Betty J. Slade
Whether young or old, we all still dream. The young have big, bigger and biggest dreams with long-term plans. My Sweet Al and I find comfort with dreams that are short and sweet, and just plain realistic. It is something of a reverie to look forward to taking in a good movie after a busy day around the house. Certainly, and always, the anticipation of Sunday dinner with the family is never too far from our thoughts.
We recently met up with one of our grandsons in Gallup. A needed trip and a good excuse to meet with him somewhere between Pagosa and Phoenix. It was a long day filled with fun conversation and forward-thinking plans. In the end, we were left to relish the moments as we planned to see each other again.
I read this week, “The future shapes us as much as the past or the present, maybe more.” What an incredible statement when we think about all of our tomorrows.
My writers’ group met at a restaurant for an 80s party. No, we didn’t dress in big purple garbs, turquoise headbands or wear leg warmers. Nor did we tease our hair, sport big owl glasses or show off bright pink tennis shoes.
The party was to celebrate those who were tipping three scores and 10. It was a rip-roaring good time. With canes, walkers and limps, we were ready to cause a ruckus, but we didn’t. I can’t imagine having to call one of my children to drive me home because I threw a hip.
Our event planner came armed with a list of thought-provoking questions. “What is the greatest wisdom that came from the bumps and bruises in life? How did you live so long and how did you get here?”
Each person answered questions about childhood experiences and siblings, also about mistakes made and detours taken.

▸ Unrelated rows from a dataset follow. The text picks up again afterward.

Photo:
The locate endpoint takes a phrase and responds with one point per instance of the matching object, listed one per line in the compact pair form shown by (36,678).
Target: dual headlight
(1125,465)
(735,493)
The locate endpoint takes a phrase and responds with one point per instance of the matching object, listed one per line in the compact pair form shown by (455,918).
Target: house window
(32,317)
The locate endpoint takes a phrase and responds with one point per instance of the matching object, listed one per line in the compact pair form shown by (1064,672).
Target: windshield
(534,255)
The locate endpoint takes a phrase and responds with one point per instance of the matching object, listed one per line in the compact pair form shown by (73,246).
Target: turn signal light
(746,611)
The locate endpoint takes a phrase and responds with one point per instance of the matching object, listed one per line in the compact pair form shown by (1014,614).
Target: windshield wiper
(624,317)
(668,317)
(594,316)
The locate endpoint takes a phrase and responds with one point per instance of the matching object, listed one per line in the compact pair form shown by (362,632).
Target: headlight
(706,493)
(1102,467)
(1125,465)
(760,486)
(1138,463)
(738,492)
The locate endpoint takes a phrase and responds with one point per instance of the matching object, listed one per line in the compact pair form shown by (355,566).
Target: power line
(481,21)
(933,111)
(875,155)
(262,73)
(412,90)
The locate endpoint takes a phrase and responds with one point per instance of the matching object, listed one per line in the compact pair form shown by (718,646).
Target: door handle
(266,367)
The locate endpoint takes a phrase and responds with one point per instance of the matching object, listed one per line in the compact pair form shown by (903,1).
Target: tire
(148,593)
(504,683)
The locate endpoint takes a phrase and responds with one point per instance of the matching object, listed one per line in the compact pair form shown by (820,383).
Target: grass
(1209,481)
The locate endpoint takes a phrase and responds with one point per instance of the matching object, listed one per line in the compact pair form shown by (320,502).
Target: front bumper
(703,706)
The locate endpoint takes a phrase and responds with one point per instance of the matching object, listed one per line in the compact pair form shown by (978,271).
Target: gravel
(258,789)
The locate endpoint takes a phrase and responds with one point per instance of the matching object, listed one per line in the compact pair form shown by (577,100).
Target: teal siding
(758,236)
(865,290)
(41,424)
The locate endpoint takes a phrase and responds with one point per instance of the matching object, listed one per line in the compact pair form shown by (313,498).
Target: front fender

Then we got to the clencher. “Did any of your dreams come true?”
I was surprised when one of the ladies said she wanted to be an opera singer. I didn’t even know she could sing. Another said she wanted to join the Naval Academy before women were allowed to enlist. I wanted to go to college, but my Sweet Al came along and I couldn’t resist his charm.
I realized as I sat among friends, everyone’s life was rich and experienced. But, even when direction took each person down a different path, they were full of peace and contentment. No one was waiting to die, but was challenged with new purpose for living out their later years. They were still dreaming about another book they wanted to write.
When I think about our lunch party, no one was ruined because an outcome didn’t go their way. And, there were some who experienced tremendous disappointment in life.
Three widows, two singles and me still married. No one felt they had drawn the short stick. They were steadied in their incorruptible core and found themselves in who they were.
We were with each other, whose vision of life matched ours and who equaled our energy in giving us hope for tomorrow. Our dreams were not too big for where we were in life.
As each person spoke, it was easy to see how God had orchestrated their lives through plans made and beyond unavoidable detours. It was almost fascinating. Each of us could have found ruin because a dream didn’t come true. Instead, each spoke of strength and knowledge gained by living where landing.
I am learning to appreciate a quality of life that comes by just experiencing where I find myself. As I focus more and more on where God is taking me, the journey planned or migrated suddenly has less importance.
Final brushstroke: The power of a dream — it stirs in us something that excite us, gives us pause and encourages us to go the distance. Without our dreams, we would be void of hope. But, hope doesn’t die because we took a different direction, it just changes shape. And if we allow it, it can bring us to a place of a new horizon that is different from what we would have chosen, but is equally beautiful.